Павел Петрович в продолжение рассказа несколько раз утирал платком лоб.
– И не смей узнавать, не смей разбирать! – проговорил он вдруг, когда Радович сказал о матери. – Не тебе судить ее. Не твое дело. Это дело Божье. Ты тут – не следователь и не судья. Если тебе откроется – хорошо, а нет – сам не старайся... Терпеть надо, терпеть. Ты сын – и терпи. Знаю, в одном доме – тяжело. Все оставь ей, все! Оставь дом – тебе будет чем прожить. Я возьму тебя к себе в Гатчину. – Государь замолчал и задумался. – Не в Гатчину уже, а в Петербург, – поправил он медленно после некоторого молчания и вздохнул. – Завтра же сделаю о тебе распоряжение, поезжай!.. В Петербурге увидимся... А теперь ступай, ступай! – показал Павел Петрович на дверь. Словно в чаду, вышел Радович из кабинета государя и вернулся в зал.

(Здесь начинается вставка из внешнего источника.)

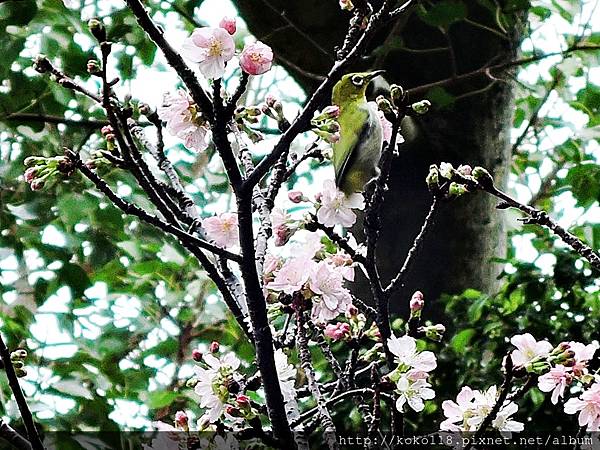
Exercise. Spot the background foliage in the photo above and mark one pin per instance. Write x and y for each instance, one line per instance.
(110, 310)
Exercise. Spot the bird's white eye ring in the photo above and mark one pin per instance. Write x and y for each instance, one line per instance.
(357, 80)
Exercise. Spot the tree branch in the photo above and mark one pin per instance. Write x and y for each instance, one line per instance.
(173, 58)
(13, 382)
(313, 386)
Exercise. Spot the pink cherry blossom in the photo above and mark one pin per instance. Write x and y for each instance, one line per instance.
(336, 207)
(588, 406)
(181, 419)
(556, 380)
(346, 5)
(343, 263)
(405, 350)
(222, 229)
(332, 298)
(256, 58)
(228, 24)
(583, 354)
(386, 125)
(211, 48)
(528, 349)
(417, 302)
(338, 331)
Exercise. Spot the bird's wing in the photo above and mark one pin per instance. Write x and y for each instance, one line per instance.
(350, 136)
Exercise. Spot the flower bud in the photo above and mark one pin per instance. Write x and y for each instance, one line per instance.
(243, 401)
(191, 383)
(97, 29)
(421, 107)
(42, 64)
(296, 196)
(228, 24)
(181, 419)
(37, 185)
(18, 354)
(446, 170)
(456, 189)
(346, 5)
(144, 109)
(465, 170)
(384, 104)
(338, 331)
(397, 94)
(417, 302)
(93, 67)
(31, 173)
(18, 364)
(196, 355)
(270, 100)
(433, 178)
(351, 312)
(433, 332)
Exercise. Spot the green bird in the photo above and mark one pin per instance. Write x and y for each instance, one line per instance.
(356, 154)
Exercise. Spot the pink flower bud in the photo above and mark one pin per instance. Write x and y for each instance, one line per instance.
(296, 196)
(242, 400)
(196, 355)
(256, 58)
(36, 185)
(228, 24)
(346, 5)
(338, 331)
(181, 419)
(417, 302)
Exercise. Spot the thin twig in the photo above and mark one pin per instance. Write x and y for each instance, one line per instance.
(313, 386)
(399, 279)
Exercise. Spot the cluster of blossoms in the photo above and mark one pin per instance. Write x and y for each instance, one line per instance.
(473, 406)
(313, 275)
(559, 367)
(412, 372)
(222, 229)
(211, 48)
(185, 120)
(42, 172)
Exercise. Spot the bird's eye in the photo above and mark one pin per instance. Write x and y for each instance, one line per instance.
(357, 80)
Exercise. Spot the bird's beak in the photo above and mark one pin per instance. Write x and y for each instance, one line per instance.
(375, 74)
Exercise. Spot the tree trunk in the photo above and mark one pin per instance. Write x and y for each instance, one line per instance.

Толпа там сильно поредела, но все-таки еще оставалось много народу, как будто занятого разговором, а на самом деле каждый тут в тайнике души надеялся, а не позовут ли его вдруг в кабинет на отдельную аудиенцию. Все, дескать, может случиться.
Один только отставной генерал-поручик Вавилов, также представлявшийся сегодня в числе прочих в своем екатерининском мундире, с которым был отставлен и при виде которого поморщился государь и прошел мимо Вавилова, не остановившись, – не ждал, что его позовут, но оставался, чтобы увидеть Дениса Ивановича, когда тот выйдет из кабинета. Он счел своей обязанностью сделать это, то есть опекать молодого человека, в доме матери которого он бывал запросто.
– Прекрасно, прекрасно! – пробасил он, встретив Радовича. – Ну, что... прекрасно?..
– Назначен в Петербург, перевожусь, – выговорил Денис Иванович, захваченный врасплох, сам не зная, как вырвались у него слова.